In six degrees of separation, the only connection I’ve ever had with consumer advocate Ralph Nader, is that my family once owned a small vacation house in Winsted, Conn., his hometown.

Nader’s 1965 book, "Unsafe at Any Speed: The Designed-in Dangers of the American Automobile," revealed the style over safety strategy of American car manufacturers. The tome primarily focused on the rear-suspension design of the Chevrolet Corvair, which he claimed resulted in an alarming propensity to roll over.

Nader’s book eventually or intentionally, caused General Motors to terminate the manufacture of the model, and in the ensuing 40 years, Nader has crusaded against everything from food additives to negative energy emanating from utility lines.

In the 2000 presidential election, Nader won roughly 3 percent of the national vote — which although minute in real numbers — fueled the ire of many Democrats who blamed Al Gore’s razor-thin loss to George W. Bush on Nader siphoning off much-needed votes.

Now, three years after his failed run to become the nation’s chief executive, Nader has accounting on his mind – or, more aptly, accounting for the public interest in his sights.

The Association for Integrity in Accounting – launched with the assistance of Nader’s Citizen Works advocacy organization and teaming with a consortium of college accounting professors – will serve as a "public interest voice to restore integrity to the accounting profession."

Nader’s AIA Group is pushing to make the Financial Accounting Standards Board go the way of the Corvair so it can direct accounting standards for the profession.

In a Washington press conference last week, Nader described the fledgling entity as a "watchdog" that will keep an eye on the accounting industry’s other watchdogs.

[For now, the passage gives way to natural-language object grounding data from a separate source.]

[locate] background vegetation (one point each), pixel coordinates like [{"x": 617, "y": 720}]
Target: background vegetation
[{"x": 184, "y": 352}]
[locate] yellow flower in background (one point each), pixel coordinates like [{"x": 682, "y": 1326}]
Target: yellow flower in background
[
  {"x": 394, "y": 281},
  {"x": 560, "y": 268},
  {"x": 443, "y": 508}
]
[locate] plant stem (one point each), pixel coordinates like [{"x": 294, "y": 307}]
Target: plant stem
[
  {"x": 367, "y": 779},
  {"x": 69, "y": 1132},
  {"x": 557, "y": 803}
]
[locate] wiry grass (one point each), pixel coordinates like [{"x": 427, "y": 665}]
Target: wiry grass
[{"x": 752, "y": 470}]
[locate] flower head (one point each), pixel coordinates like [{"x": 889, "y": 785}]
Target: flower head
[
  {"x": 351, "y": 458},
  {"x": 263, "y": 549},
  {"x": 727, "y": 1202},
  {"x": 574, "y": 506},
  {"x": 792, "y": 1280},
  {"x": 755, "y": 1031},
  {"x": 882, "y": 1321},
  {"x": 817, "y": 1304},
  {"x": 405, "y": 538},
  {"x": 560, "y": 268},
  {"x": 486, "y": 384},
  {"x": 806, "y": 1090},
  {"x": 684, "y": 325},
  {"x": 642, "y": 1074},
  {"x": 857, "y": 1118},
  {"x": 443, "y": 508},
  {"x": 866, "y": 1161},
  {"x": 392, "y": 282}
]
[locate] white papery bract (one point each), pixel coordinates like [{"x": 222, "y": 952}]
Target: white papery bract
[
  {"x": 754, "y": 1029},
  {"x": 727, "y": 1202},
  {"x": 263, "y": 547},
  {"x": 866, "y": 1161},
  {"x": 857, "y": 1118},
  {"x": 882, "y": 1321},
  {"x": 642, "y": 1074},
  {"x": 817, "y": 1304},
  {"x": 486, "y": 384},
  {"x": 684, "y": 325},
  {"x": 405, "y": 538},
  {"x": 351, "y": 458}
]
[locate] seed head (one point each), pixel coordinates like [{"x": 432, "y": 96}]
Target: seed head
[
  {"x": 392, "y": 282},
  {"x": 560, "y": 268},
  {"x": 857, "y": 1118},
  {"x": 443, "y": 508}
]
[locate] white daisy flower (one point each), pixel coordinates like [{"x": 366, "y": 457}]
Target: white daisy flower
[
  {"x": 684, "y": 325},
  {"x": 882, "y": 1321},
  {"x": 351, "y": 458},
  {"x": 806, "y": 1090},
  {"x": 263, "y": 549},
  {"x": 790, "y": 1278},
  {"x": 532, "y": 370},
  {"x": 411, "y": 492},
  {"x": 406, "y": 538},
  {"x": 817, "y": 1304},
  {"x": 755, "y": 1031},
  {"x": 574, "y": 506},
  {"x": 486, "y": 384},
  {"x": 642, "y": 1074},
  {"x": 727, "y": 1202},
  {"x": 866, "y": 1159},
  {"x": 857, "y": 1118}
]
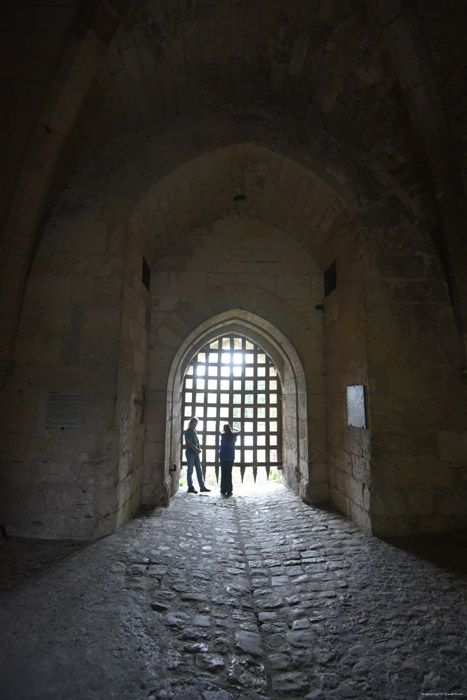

It also, according to AIA members, would work toward restoring professional independence, assuring corporate accountability and disclosure, and redeeming accounting education.

Hmm.

Although no one doubts that it was time to end the farce known as self-regulation, I more or less was under the impression that reform (which would encompass the first three points of the group’s mission statement) was the reason behind the creation of the Public Company Accounting Oversight Board. As far as "redeeming accounting education," I’ll probably need an AIA interpreter to discern exactly what that means.

To have Nader and his contingent of accounting academe breathing down the necks of a group that has had its own share of problems getting off the ground or placing FASB in its crosshairs, will not instill confidence in anyone and would do little toward the restoration of the profession.

If Mr. Nader wants to protest nitrates in food, I’ll lock arms with him and march.

But a Nader-led group overseeing the overseers of the profession? A terrible idea — at any speed.